Ao buscar justificativa nesses impulsos basilares de sobrevivência e procriação, em outro post comentei sobre a relativização de status (*). Nele desenvolvi a ideia da necessidade de nos sentirmos importantes em relação às condições que estão ao nosso redor, alertando que tal necessidade pode ser facilmente transmutada em sentimento de orgulho ou soberba, com suas consequências negativas. Sob o efeito do orgulho, por exemplo, também podemos nos tornar mais ousados ou corajosos, afetando tanto um determinado impulso quanto a nossa capacidade de refreá-lo. O orgulho, por sua vez, também é desconsiderado como uma ferramenta de sobrevivência e defenestrado como um simples pecado.

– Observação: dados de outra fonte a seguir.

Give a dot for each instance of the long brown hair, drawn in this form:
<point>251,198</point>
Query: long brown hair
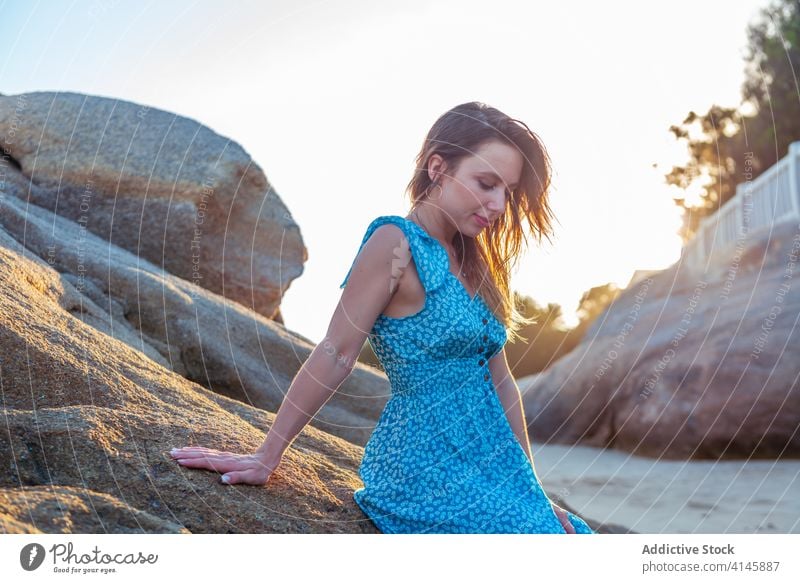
<point>489,258</point>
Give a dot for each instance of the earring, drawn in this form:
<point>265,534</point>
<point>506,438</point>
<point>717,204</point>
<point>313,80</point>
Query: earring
<point>430,196</point>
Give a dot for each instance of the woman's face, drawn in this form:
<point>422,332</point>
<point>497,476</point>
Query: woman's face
<point>477,193</point>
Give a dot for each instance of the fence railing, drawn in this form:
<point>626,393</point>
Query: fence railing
<point>758,204</point>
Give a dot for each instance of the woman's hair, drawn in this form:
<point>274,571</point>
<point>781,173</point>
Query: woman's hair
<point>487,259</point>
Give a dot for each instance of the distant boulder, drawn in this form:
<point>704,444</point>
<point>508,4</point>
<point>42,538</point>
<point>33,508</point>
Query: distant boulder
<point>160,185</point>
<point>686,365</point>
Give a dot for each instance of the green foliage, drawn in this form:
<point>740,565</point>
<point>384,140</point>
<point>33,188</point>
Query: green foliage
<point>767,121</point>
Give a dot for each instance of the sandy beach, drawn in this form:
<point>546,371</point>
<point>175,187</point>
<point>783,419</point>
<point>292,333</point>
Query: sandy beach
<point>668,496</point>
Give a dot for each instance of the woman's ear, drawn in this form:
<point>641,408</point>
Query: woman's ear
<point>435,166</point>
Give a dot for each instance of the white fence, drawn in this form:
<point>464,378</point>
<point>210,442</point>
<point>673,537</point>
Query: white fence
<point>771,198</point>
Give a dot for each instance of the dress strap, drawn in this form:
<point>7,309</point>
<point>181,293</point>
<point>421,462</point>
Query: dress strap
<point>429,257</point>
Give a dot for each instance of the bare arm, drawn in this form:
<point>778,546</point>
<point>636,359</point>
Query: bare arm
<point>370,287</point>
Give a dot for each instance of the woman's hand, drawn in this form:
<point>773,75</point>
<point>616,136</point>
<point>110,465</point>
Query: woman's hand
<point>562,516</point>
<point>236,468</point>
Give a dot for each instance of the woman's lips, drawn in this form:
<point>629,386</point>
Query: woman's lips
<point>480,220</point>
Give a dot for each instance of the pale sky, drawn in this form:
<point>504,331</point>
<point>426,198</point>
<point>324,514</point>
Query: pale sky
<point>333,100</point>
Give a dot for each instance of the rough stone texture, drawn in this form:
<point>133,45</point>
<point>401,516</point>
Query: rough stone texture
<point>196,333</point>
<point>83,409</point>
<point>163,186</point>
<point>68,510</point>
<point>686,365</point>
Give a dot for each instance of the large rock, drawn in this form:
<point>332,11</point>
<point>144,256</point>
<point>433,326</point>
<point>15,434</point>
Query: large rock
<point>82,409</point>
<point>686,365</point>
<point>196,333</point>
<point>71,510</point>
<point>163,186</point>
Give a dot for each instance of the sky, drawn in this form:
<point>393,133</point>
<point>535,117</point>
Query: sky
<point>333,100</point>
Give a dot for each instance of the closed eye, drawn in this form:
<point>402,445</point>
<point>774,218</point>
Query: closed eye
<point>488,187</point>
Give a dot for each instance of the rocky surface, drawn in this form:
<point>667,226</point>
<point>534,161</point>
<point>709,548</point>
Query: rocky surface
<point>160,185</point>
<point>686,365</point>
<point>201,336</point>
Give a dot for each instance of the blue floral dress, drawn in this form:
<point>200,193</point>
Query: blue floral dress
<point>443,457</point>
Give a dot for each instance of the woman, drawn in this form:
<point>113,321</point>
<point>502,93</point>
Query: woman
<point>450,453</point>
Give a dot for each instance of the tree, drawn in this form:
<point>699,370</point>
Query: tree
<point>767,121</point>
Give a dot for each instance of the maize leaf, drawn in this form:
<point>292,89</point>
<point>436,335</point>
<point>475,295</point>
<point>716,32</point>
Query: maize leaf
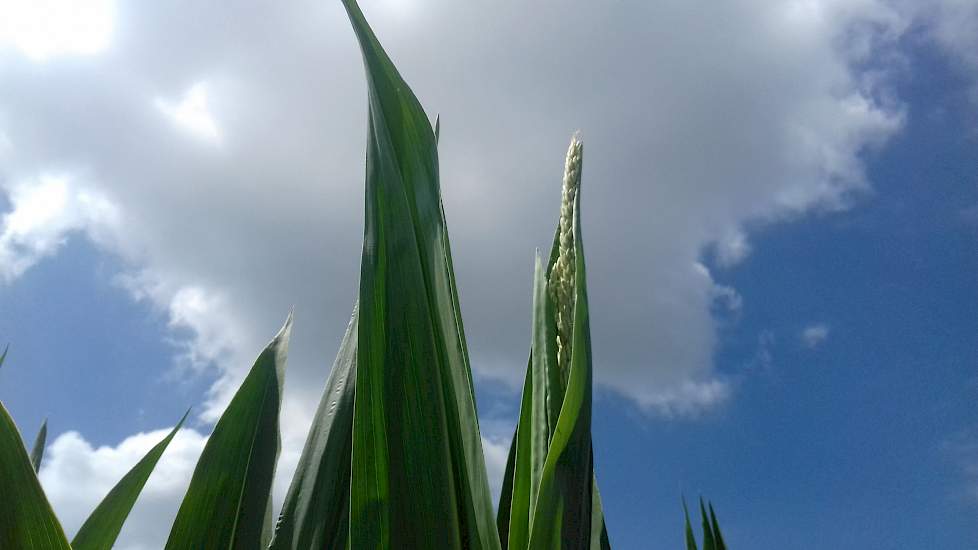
<point>717,537</point>
<point>709,542</point>
<point>550,494</point>
<point>690,538</point>
<point>712,538</point>
<point>418,473</point>
<point>316,509</point>
<point>26,519</point>
<point>37,451</point>
<point>102,527</point>
<point>227,503</point>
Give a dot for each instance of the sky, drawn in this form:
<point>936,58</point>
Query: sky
<point>779,208</point>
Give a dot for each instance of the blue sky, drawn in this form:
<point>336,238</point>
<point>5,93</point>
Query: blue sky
<point>783,266</point>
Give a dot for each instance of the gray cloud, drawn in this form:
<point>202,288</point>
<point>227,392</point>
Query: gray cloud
<point>697,119</point>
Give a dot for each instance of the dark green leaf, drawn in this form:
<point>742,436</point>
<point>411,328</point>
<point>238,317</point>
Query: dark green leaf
<point>690,538</point>
<point>102,527</point>
<point>26,519</point>
<point>717,536</point>
<point>419,477</point>
<point>708,541</point>
<point>37,451</point>
<point>227,502</point>
<point>553,500</point>
<point>316,509</point>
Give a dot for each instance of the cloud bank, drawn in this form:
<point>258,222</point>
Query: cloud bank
<point>221,160</point>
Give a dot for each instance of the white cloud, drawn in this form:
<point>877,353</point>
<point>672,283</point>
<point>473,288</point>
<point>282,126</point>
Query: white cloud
<point>756,113</point>
<point>814,335</point>
<point>76,476</point>
<point>191,112</point>
<point>43,29</point>
<point>496,451</point>
<point>44,211</point>
<point>952,24</point>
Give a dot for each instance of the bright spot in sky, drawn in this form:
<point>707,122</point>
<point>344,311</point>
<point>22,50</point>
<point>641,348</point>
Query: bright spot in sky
<point>191,113</point>
<point>37,206</point>
<point>42,29</point>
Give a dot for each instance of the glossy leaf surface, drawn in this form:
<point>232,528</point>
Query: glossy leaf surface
<point>102,527</point>
<point>227,504</point>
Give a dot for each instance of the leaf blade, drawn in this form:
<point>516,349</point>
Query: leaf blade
<point>315,513</point>
<point>227,501</point>
<point>103,525</point>
<point>27,521</point>
<point>419,477</point>
<point>37,451</point>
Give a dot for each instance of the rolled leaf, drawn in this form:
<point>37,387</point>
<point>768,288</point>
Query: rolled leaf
<point>316,509</point>
<point>227,503</point>
<point>27,521</point>
<point>102,527</point>
<point>37,451</point>
<point>418,473</point>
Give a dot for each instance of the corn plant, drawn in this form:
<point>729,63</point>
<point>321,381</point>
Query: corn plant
<point>712,538</point>
<point>393,458</point>
<point>26,519</point>
<point>550,497</point>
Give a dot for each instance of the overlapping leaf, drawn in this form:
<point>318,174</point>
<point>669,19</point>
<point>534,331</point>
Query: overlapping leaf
<point>316,509</point>
<point>228,504</point>
<point>102,527</point>
<point>37,451</point>
<point>26,519</point>
<point>550,498</point>
<point>712,538</point>
<point>419,477</point>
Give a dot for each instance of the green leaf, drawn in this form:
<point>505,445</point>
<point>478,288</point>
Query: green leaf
<point>690,538</point>
<point>316,509</point>
<point>227,503</point>
<point>26,519</point>
<point>102,527</point>
<point>718,537</point>
<point>419,478</point>
<point>562,517</point>
<point>37,451</point>
<point>708,540</point>
<point>550,492</point>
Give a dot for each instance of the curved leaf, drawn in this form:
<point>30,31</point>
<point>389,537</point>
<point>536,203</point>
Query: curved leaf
<point>316,509</point>
<point>102,527</point>
<point>419,478</point>
<point>227,503</point>
<point>26,519</point>
<point>37,451</point>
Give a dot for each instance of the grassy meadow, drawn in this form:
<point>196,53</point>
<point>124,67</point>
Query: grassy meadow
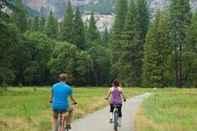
<point>169,110</point>
<point>24,109</point>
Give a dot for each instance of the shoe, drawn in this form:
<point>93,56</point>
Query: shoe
<point>68,126</point>
<point>110,121</point>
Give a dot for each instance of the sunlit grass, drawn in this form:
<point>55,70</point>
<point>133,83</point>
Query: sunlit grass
<point>169,110</point>
<point>24,109</point>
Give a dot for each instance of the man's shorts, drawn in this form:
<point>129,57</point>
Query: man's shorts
<point>119,109</point>
<point>60,110</point>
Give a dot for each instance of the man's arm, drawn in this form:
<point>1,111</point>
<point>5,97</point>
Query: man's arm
<point>108,95</point>
<point>50,99</point>
<point>123,96</point>
<point>73,100</point>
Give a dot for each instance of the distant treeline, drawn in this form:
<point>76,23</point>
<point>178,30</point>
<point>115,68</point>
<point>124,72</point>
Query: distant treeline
<point>138,50</point>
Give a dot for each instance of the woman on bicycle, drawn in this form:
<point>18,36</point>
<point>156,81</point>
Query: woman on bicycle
<point>60,94</point>
<point>116,96</point>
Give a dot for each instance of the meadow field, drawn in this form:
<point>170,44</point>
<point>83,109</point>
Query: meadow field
<point>169,110</point>
<point>27,109</point>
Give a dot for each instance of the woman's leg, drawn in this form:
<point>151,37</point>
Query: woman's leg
<point>62,120</point>
<point>54,120</point>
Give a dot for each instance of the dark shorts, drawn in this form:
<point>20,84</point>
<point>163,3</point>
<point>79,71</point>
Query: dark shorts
<point>60,110</point>
<point>119,109</point>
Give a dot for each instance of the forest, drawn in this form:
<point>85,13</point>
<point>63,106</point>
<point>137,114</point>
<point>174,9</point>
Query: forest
<point>139,50</point>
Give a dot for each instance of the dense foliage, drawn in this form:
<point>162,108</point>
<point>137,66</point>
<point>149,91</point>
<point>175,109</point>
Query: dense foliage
<point>139,50</point>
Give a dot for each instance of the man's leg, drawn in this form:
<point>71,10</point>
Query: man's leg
<point>111,113</point>
<point>62,120</point>
<point>120,114</point>
<point>68,117</point>
<point>54,120</point>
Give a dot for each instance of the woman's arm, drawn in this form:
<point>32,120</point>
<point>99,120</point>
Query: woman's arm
<point>108,95</point>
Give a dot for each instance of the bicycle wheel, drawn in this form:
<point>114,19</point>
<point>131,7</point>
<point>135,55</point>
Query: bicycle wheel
<point>57,124</point>
<point>115,120</point>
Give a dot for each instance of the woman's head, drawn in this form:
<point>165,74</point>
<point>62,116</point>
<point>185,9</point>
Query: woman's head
<point>63,77</point>
<point>116,83</point>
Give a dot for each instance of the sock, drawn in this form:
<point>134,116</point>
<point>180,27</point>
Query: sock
<point>120,120</point>
<point>111,115</point>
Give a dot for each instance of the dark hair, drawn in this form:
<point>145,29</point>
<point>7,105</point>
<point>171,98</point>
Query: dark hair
<point>63,77</point>
<point>116,83</point>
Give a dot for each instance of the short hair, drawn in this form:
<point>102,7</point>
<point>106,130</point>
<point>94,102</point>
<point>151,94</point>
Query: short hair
<point>116,83</point>
<point>63,77</point>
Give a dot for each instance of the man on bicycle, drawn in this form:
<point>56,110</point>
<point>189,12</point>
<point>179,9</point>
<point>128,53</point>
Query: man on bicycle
<point>117,95</point>
<point>60,93</point>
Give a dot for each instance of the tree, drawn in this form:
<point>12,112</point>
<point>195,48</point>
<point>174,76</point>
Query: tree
<point>118,26</point>
<point>51,26</point>
<point>42,24</point>
<point>129,56</point>
<point>190,54</point>
<point>39,47</point>
<point>36,23</point>
<point>157,53</point>
<point>92,33</point>
<point>67,31</point>
<point>78,30</point>
<point>180,19</point>
<point>101,64</point>
<point>70,59</point>
<point>106,37</point>
<point>8,41</point>
<point>20,16</point>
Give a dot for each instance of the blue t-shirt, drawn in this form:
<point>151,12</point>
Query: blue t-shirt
<point>60,93</point>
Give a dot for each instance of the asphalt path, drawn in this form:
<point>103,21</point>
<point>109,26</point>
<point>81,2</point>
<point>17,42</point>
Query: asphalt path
<point>99,120</point>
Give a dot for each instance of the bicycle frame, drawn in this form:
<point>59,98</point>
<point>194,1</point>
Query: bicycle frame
<point>115,117</point>
<point>58,124</point>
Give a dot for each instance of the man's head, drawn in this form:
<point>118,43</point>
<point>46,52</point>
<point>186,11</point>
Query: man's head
<point>63,77</point>
<point>116,83</point>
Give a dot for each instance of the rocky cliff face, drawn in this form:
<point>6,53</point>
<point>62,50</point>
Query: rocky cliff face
<point>58,6</point>
<point>104,8</point>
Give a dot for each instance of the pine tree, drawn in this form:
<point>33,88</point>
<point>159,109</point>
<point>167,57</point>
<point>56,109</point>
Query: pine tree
<point>105,37</point>
<point>42,24</point>
<point>20,16</point>
<point>180,19</point>
<point>67,31</point>
<point>35,25</point>
<point>190,54</point>
<point>129,49</point>
<point>78,30</point>
<point>156,53</point>
<point>51,26</point>
<point>92,32</point>
<point>118,26</point>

No meio de tantas considerações quanto a impulsos, refreamentos e emoções, reafirmo para mim mesmo: o que é o pecado senão apenas a manifestação genuína e amoral de alguns dos nossos impulsos naturais mais basilares? De onde vem a concepção de que os impulsos são a manifestação de um mal originado fora de nós, o qual no momento em que o reconhecemos adquire a identidade de pecado, se na tentativa de nos perpetuarmos somos repletos de desejos intrínsecos à nossa intrínseca e inescapável natureza animal? Por que precisamos chamar de “tentação demoníaca” aquilo que é precisamente a base da nossa própria existência?
De forma nenhuma estou aqui avalizando comportamentos execráveis, tendo em vista que hoje em dia temos plenas condições de alcançarmos a felicidade sem que nos aproveitemos da fragilidade alheia. Estou apenas afirmando que enquanto tivermos a carga genética dos nossos mais antigos ancestrais, sempre teremos os impulsos igualmente primitivos deles.
Em virtude de evidente lógica acrescento, portanto, que o pecado deveria ser tal como definido algo ruim apenas quando nos tornamos incompetentes em refrear o que não é justo nem harmônico. Quando o gradiente de refreamento da pessoa é muito baixo e ela não faz nada para mudar. Porém, outro problema eclode quando se nega a própria autoria dos desejos mais primitivos, mentindo para nós mesmos como se fossem meras tentações. A psicanálise define essa percepção como ‘locus de controle externo’. No caso, é pior, é pretender culpar um outro que muito provavelmente nem existe. É atribuir a diabos e demônios aquilo que nós mesmos somos.